A big, hearty-looking young man entered. He wore clothes of a sporting cut and carried a hunting-crop, with the long lash gathered in his fingers.
“Oah, it’s you, is it, Mr. Pickerin’?” said Bolland, and Martin’s quick ears caught a note of restraint, almost of hostility, in the question.
“Yes, Mr. Bolland, an’ how are ye?” was the more friendly greeting. “I just dropped in to have a settlement about that beast.”
“A sattlement! What soart o’ sattlement?”
The visitor sat down, uninvited, and produced some papers from his pocket.
“Well, Mr. Bolland,” he said quietly, “it’s not more’n four months since I gave you sixty pounds for a thoroughbred shorthorn, supposed to be in calf to Bainesse Boy the Third.”

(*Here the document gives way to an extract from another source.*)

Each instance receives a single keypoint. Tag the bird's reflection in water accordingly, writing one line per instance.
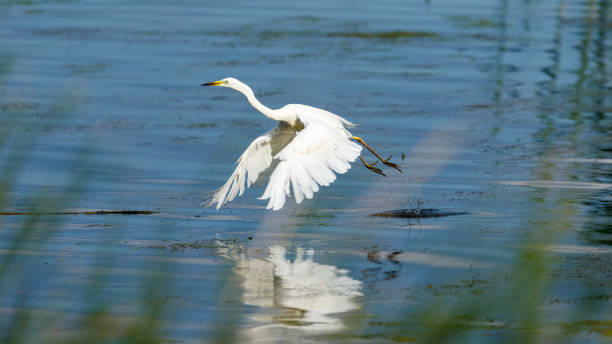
(303, 294)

“Right enough, Mr. Pickerin’. You’ve gotten t’ certificates and t’ receipt for t’ stud fee.”
Martin detected the latent animosity in both voices. The reiterated use of the prefix “Mr.” was an exaggerated politeness that boded a dispute.
“Receipts, certificates!” cried Pickering testily. “What good are they to me? She cannot carry a calf. For all the use I can make of her, I might as well have thrown the money in the fire.”
“Eh, but she’s a well-bred ’un,” said Bolland, with sapient head-shake.